One of the main topics of discussion: size limits on beach tents.
"Last year we passed a code that prohibited any tents larger than six by six by six," Kellenberger explained. "The reasoning was, the data we had received over the course of last year revealed that the general public didn't like the pop-up style tents. So, we made an effort to prohibit those types of the tents."
He said they didn't want to preclude families with young children or anyone else who wanted wind or sun shade, and since many found it difficult to comply with ordinance, they decided to amend it.
"We learned throughout the year that a lot of beach goers liked to be able to use the pop-up style tent and so a lot of the revisions today made that max size a 10 by 10 pop-up style tent as well as mandated that they be used on the top 1/3 of the beach," Kellenberger said.
Beach vendor responsibilities and designated areas were also a concern for many as room on the beach seems to get smaller and smaller each season.

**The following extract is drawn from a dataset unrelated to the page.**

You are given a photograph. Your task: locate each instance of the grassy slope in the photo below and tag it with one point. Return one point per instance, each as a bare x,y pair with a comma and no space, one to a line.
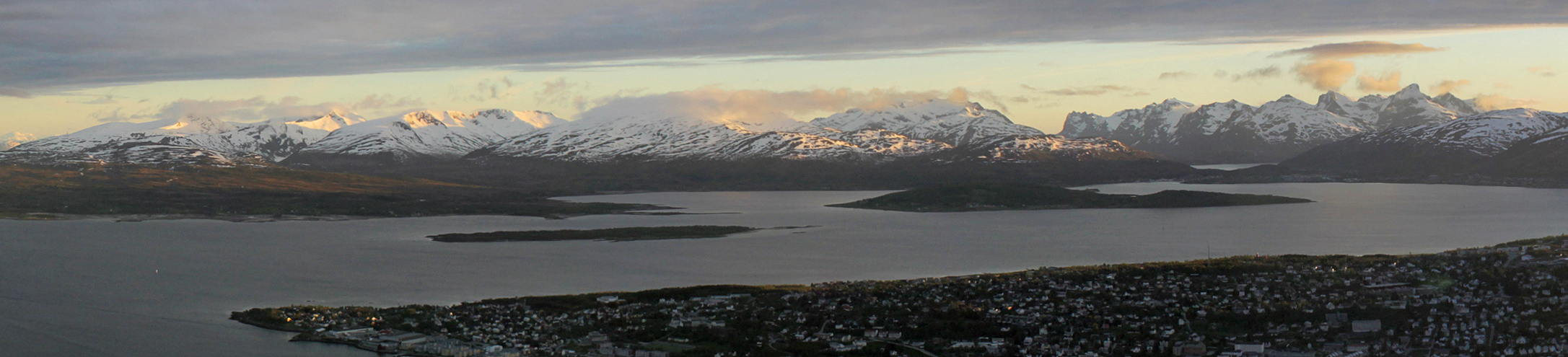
226,191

"Vendors are a big issue on our beach, very large industry," Kellenberger said. "They do provide a very valuable service to the visitors that come to our beach and for the last three or four years, we've looked at the code that regulated vending very closely. We take the data that we compile throughout the year, which is our code enforcement data, complaints we receive and then we have a couple of advisory committees that offer up recommendations for code change."
Appropriate time frames for beach bonfire clean-up was also clarified, marking 1 a.m. the limit.
"Currently, the way the current ordinance is, the bonfire permit is good for 24 hours, so technically you could get a bonfire at four in the afternoon and keep in on the beach until four the next day and we just didn't think that was very safe, so we changed it to eight and after doing a survey with a lot of our vendors, most of them are off the beach anyways between 10 and midnight, and we just though by eliminating them off the beach by one, that would eliminate any leftover bonfires that are still hot in the morning," South Walton Fire District Fire Marshal Sammy Sanchez said.
This topic also spun into discussion over cooking or grilling on the beach.
"Historically, there has never been any language in county ordinance that dictates whether you can cook or cannot cook on the beach, particularly grilling," said Sanchez. "A lot of times what happens is people come down here, they're new to the area, they're vacationing and if they think they are going to grill on the beach they are going to bring a rather large grill with them."
Although many who spoke to commissioners were against grilling, the board compromised by limiting it to only gas grills that are approximately to 12 by 18 inches.
"So, I think by reducing the size, limiting the size, it will help code enforcement, TDC code enforcement by being able to monitor that and have some guidance as well. And at the same time it will help the customer know they know what they can and cannot do," Sanchez added.
"I would expect in the next couple of years moving forward that we would let the codes that we have now revised and adopted play out and see how they work. All the ordinance and verbiage changes went in to effect [Tuesday]," Kellenberger said.
Officials said the new rules go in place immediately and say they'll update the beach signs as soon as possible.